Michelle Scott Tucker at Adventures in Biography and I both happen to be in the midst of cutting anecdotes and details from our biographies which distract from the main narrative. She has found a potential use for them: in author’s talks! It’s a good idea to try to give the audience something different.
I tweeted about my editing process on the weekend: “Criteria for keeping scenes in my biography: Does it connect to anything later on or is it an orphaned anecdote? Does it matter to my readers? Eg: sorry Madame Marchesi, you’re not connected & you’re not so famous as when KSP wrote her autobiography.”

Adventures in Biography

Source: http://thomaswightman.co.uk/book-sculpture-drowning-from-obsession

What should biographers do with all the wonderful stories – or snippets – they discover along the way but can’t include in their books?
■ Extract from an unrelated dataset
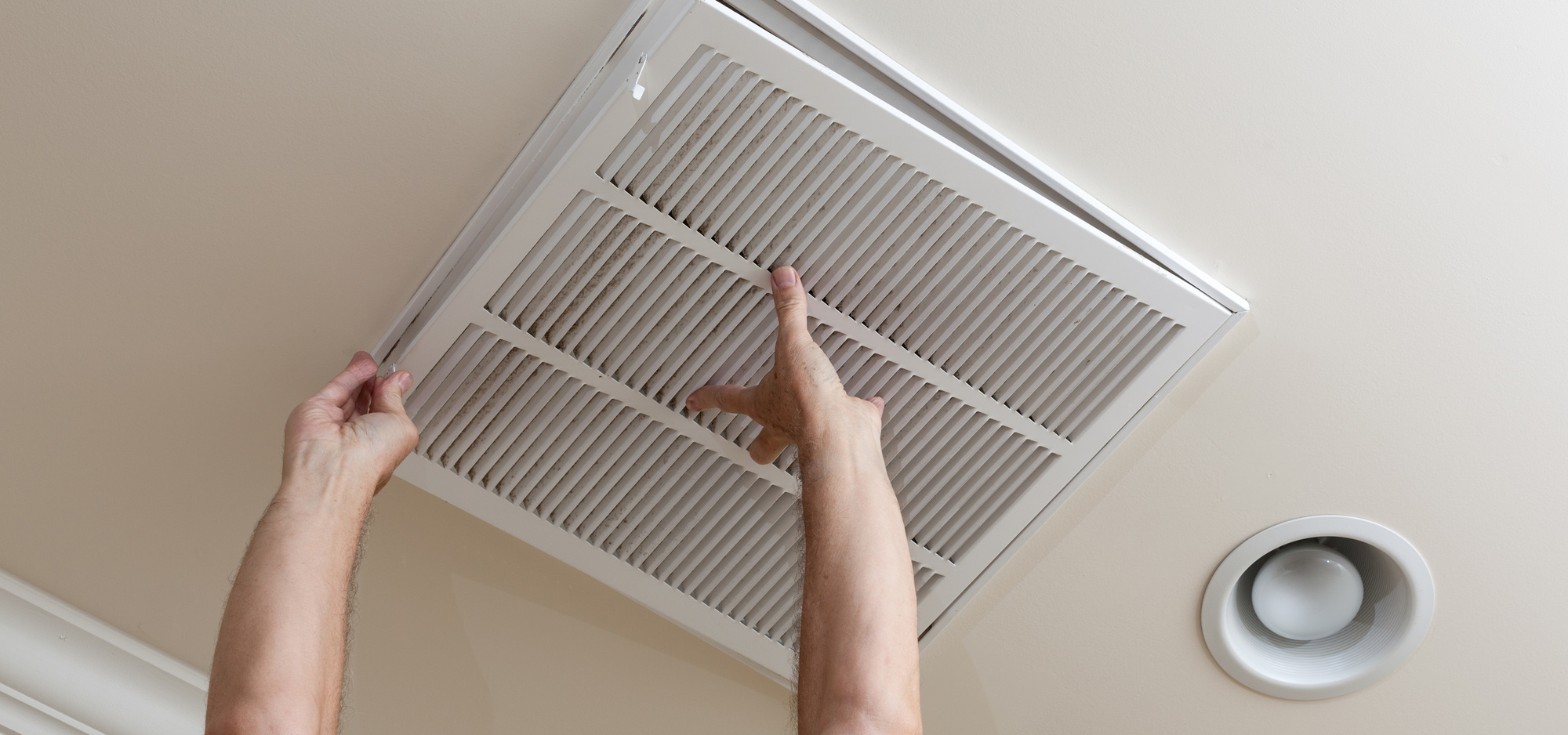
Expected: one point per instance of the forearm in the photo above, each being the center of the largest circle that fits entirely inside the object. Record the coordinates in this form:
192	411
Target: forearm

Many biographers do, of course, include them. But readers often don’t like it – for example wonderful reviewer Whispering Gums recently discussed a biography she enjoyed, but felt contained too much extraneous detail. And, I’ll confess, as a reader I feel the same way. I just want to read about the biographical subject, please.

But as a writer? Of course I want to include all the details! Because I’m assuming the reader is every bit as obsessed by the subject as I am – which is, tragically but patently, untrue. All those extra details, every little meandering away from the main subject, are crucial to the writer’s understanding but frankly unnecessary to the reader’s.